Hmmm-compressed rawhide is what I gave Bonnie that made her throw up. I agree that Greenies DID have problems, but they reformulated and have been given the 'green light' (no pun intended) by my vet, under supervision. Flossies and bully sticks IMO are fine, just take them away when they get too small.


----------



## Ptarana (Jul 12, 2006)

The only nylabone my will chew on are the little white ones flavored with chicken mine love them and they are very safe. They have never been able to chew a piece off of these.
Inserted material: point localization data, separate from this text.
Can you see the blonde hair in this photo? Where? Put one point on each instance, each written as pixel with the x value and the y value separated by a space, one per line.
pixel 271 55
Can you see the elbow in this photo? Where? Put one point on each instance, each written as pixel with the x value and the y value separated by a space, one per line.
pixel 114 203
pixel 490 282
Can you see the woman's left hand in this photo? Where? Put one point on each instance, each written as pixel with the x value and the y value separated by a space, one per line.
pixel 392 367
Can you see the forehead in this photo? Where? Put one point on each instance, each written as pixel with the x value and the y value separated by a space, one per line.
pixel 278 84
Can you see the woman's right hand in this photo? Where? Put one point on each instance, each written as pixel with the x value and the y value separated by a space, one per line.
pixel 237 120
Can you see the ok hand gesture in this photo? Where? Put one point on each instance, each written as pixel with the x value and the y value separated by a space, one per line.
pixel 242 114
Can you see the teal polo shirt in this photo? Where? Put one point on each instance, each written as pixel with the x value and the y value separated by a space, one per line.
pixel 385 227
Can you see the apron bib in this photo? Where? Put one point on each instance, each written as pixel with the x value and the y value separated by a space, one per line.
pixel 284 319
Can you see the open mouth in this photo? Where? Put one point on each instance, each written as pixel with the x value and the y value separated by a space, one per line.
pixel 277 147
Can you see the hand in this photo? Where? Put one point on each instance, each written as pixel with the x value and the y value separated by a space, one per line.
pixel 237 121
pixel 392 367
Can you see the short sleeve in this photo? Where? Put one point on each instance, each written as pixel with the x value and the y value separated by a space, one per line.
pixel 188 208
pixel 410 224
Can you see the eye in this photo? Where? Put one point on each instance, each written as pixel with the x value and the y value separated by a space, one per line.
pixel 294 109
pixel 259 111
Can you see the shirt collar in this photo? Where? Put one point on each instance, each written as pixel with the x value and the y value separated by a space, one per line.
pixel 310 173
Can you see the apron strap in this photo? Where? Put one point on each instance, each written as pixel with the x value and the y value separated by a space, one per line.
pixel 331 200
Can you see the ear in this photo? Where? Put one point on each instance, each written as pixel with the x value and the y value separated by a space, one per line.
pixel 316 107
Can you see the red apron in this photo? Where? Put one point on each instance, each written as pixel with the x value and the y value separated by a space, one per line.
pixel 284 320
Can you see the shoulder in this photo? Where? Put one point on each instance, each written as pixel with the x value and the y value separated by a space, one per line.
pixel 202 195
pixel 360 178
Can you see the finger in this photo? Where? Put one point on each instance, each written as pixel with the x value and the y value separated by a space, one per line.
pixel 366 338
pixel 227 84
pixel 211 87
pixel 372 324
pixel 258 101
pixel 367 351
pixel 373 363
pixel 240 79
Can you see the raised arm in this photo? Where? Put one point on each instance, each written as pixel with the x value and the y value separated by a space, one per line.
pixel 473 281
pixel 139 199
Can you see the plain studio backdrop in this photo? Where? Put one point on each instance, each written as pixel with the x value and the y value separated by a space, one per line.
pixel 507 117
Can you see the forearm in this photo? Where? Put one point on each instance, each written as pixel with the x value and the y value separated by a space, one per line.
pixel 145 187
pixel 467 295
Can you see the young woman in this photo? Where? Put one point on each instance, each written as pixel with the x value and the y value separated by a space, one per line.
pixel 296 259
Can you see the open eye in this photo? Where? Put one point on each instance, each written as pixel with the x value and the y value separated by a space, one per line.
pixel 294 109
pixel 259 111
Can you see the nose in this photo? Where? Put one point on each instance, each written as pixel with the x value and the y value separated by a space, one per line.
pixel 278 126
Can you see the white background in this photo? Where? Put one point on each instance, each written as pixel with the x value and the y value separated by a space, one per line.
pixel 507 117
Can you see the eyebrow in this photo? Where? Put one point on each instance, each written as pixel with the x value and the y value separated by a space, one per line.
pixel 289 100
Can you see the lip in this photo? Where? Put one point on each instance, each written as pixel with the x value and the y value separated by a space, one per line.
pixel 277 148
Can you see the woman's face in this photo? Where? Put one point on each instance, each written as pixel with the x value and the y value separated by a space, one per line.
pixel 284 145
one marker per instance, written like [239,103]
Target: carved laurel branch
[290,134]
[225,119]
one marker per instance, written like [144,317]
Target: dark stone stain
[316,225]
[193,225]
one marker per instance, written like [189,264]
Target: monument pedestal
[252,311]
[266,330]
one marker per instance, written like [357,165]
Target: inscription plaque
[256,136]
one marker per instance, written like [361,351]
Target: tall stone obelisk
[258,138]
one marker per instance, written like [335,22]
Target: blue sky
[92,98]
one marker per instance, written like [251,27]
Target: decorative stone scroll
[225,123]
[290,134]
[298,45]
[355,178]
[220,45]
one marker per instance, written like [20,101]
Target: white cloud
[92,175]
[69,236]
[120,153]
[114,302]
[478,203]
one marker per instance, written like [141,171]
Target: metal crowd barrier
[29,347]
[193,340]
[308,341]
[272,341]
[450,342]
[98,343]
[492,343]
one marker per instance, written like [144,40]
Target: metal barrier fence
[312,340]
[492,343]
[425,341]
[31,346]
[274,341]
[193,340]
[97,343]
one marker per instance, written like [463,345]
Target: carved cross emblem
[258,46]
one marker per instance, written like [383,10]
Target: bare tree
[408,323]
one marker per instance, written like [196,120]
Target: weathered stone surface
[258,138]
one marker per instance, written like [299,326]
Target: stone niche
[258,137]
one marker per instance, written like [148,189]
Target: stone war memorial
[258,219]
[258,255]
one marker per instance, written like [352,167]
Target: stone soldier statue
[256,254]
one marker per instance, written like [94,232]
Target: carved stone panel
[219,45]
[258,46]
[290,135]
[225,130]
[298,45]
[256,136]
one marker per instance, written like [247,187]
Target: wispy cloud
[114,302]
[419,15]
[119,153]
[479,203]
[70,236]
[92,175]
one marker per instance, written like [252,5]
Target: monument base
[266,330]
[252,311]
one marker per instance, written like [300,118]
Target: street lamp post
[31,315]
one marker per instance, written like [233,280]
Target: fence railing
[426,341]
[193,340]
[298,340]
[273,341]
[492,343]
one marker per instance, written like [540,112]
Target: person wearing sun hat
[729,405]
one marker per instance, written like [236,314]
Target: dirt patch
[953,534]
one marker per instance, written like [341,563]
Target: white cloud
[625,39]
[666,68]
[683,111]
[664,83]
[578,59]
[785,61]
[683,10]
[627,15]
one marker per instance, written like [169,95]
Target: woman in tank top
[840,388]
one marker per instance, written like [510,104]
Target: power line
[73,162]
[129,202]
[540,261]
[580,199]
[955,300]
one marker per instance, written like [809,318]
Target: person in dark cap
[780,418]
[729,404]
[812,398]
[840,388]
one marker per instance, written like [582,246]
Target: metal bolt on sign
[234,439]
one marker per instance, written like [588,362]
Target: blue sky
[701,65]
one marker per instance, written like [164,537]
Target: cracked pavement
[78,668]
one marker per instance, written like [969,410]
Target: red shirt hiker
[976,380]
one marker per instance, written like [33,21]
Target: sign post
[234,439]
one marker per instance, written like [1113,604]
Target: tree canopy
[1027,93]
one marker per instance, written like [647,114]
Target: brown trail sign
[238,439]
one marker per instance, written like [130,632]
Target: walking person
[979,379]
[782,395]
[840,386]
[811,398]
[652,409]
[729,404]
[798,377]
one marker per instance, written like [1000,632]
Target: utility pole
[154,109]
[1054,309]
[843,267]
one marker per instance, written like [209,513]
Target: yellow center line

I believe they are the safest out there.


----------



## tamizami (May 1, 2007)

I recently tried cow hooves for my pups and they love them! They don't stain the carpet, they are all natural and they're very inexpensive - about .99 at Petsmart. My mom and dad have one for their havanese and so I searched this forum and saw a lot of positive feedback on them. Based on my dogs, I would strongly recommend cow hooves (we call them "moo moos").


----------



## carrie (Aug 24, 2004)

i bought the white chicken flavored nylabones and massimo and mini both mangled both of theirs. so, i don't buy the plastic ones because they are able to chew pieces off and swallow them. i do however give them the healthy edible ones, and greenies sometimes. (yes, the greenies were reformulated due to law suits) i used to give them dehydrated chicken breast, but since i can't trust them anymore i don't. flossies, bully sticks and springs are other of their favorites. i don't get them all that often tho.


----------



## snowballsmom (Mar 3, 2006)

> I recently tried cow hooves for my pups and they love them! They don't stain the carpet, they are all natural and they're very inexpensive - about .99 at Petsmart. My mom and dad have one for their havanese and so I searched this forum and saw a lot of positive feedback on them. Based on my dogs, I would strongly recommend cow hooves (we call them "moo moos"). [/B]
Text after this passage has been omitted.